If Google search were actually bad but we were still forced to use it, that would be an abuse of a monopoly position. However, Google actually works pretty good most of the time. It literally works better than any other search engine I’ve tried. So, for that reason, we break up the company? That’s ridiculous. How about putting that effort into making something better? Breaking up the leader just because they are literally too popular? That’s crazy.

Didn’t some ridiculous juicer raise tens of millions of dollars? Didn’t Mattermark waste $17 million or so just to gather startup data? Is there nobody actually trying to compete with Google?

My point is that the problem isn’t Google; it’s the attitude that Google can’t be beaten. ANY company can be beaten — it doesnt take the government, it takes motivated people.

If Ford motor owned 90% of the market share close for a decade in car manufacturing, then there would be a case to split it up also.

Search is at the core of the internet. It is too important to be allowed in the hands of a single player.

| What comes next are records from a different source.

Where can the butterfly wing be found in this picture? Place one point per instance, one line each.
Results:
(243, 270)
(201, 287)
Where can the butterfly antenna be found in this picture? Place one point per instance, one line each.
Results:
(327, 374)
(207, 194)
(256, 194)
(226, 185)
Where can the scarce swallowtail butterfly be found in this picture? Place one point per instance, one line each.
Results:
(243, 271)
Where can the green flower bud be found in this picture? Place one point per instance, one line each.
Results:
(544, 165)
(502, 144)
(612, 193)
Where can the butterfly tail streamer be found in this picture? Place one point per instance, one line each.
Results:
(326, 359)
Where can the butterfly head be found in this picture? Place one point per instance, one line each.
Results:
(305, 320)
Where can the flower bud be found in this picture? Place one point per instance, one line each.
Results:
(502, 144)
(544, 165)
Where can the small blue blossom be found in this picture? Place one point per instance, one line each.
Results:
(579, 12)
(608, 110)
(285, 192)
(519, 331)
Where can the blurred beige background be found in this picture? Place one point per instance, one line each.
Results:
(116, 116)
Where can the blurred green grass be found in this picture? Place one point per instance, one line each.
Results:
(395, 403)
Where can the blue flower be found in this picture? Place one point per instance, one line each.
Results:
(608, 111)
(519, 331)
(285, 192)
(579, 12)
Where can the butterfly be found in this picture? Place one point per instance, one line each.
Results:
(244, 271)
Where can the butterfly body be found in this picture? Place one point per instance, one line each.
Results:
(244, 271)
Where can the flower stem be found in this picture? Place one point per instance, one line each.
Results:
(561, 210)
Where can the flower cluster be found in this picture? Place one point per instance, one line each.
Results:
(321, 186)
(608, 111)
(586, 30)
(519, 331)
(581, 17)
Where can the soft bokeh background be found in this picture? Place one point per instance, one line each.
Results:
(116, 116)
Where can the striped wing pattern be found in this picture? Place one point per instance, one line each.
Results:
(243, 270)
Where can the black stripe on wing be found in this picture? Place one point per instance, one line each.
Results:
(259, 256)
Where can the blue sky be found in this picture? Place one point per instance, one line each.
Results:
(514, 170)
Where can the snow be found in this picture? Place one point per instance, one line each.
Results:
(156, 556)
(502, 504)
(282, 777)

Is it in the hands of a single player when Bing is right there on the same Internet?
Many companies already "outsource" internal IT, support, testing, finances, HR, ... to virtual companies sitting in the same offices, just to make public numbers nicer (any unexpected cost is hidden from investors by paying premium).

Wouldn't this be possible across tech teams as well? To meet some cap rules?

Might be ok as long as the virtual company is independently owned. Nothing stops them from selling the same function to other companies also.

That being said, I havent completely thought through this strategy - it might require additional regulation to work or there might be a better approach altogether.

> Nothing stops them from selling the same function to other companies also

Other than the exclusivity deal that they would have with Google and all the non-compete and NDAs they would have to sign.

Interesting hypothesis, but I'm not sure where you draw the line.

Should we break up Wikipedia so smaller knowledge archives can compete?

Wikipedia has never used their near monopoly to juice neighboring businesses.

Google has, for example:

* Used search to promote their yelp alternative (this is a big part of the EU antitrust case);

* used search to promote chrome;

* used search to attempt to compete with fb (having google+ bumped location in search results / gave you better display in search results)

Wikipedia embedded images are hosted from the Wikimedia Commons.
There is no line. The state shouldnt intervene in business as much as possible. But search is at the core of the internet and an increasingly connected society. Its too important to be allowed in the hands of a single company.

Wikipedia doesnt own 90% of the 'knowledge base' market - maybe not even 9%. If it did, then there might be a case for it too.